Patrice Passy: l’IED (Investissement Etranger Direct) occupe une place de plus en plus importante dans les stratégies de développement économique en tant que moyen essentiel pour financer le développement sans aggraver l’endettement. La volonté d’attirer l’IED en Afrique a donné lieu à des réformes économiques dans la plupart des pays de la zone franc. Réforme fiscale, juridique, financière et structurelle dans certains cas. Reste à savoir si ces réformes ont stimulé les flux d’IED vers l’Afrique et, si ces derniers favorisent l’accélération de la croissance et la réduction de la pauvreté.
Guy Gweth : que peut rapporter concrètement l’intelligence économique et stratégique aux économies d’Afrique subsaharienne ?
Patrice Passy: nous, les acteurs et professionnels de l’intelligence économique, avons la lourde mission grâce à une forte sensibilisation, d’informer les décideurs politiques de la nécessité d’une mutation stratégique des Etats de l’Afrique centrale face à la globalisation. La nécessaire sécurité économique qu’imposent les enjeux émergents dans le Golfe de Guinée va donc impliquer notre savoir-faire pour susciter une impulsion forte des politiques afin de promouvoir la création de structure permettant la mutualisation des ressources publiques et privées des pays africains pour y faire face.
L’éclatant succès du Workshop professionnel que nous avons organisé au Congo-Brazzaville et au Bénin sur le thème : la protection du patrimoine économique de l’Etat laissait présager une prise de conscience au–delà de mes espérances dans ces pays. L’approche fonctionnelle qui fait considérer l’information comme un bien stratégique, d’où la nécessité de préserver en toutes circonstances l’accès du pays aux sources d’informations indispensables, a été la plus adoptée par rapport à la configuration de ces Etats et de ses économies. A nous, non pas de critiquer comme nous aimons le faire si facilement, mais de proposer aux décideurs dans une logique d’offres, une architecture adaptée, visant la promotion d’une stratégie globale de sécurité économique aux pays d’Afrique Centrale.
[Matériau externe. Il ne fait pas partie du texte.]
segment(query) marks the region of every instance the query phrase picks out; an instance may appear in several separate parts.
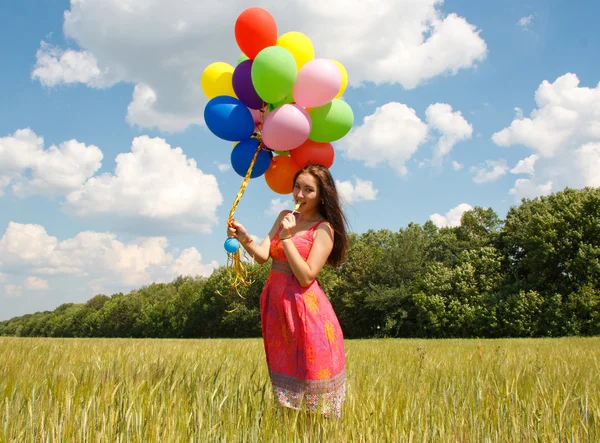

Il est urgent aujourd’hui de donner aux organisations publiques et privées, un corpus juridique, une analyse adaptée des enjeux du moment et des textes dont l’importance n’est plus à discuter. A ce jour l’absence de législation sur la sécurité économique ainsi que l’inexistence d’une stratégie politique nationale de sécurité économique est l’éloquent corollaire d’un défaut de culture stratégique dans ces Etats.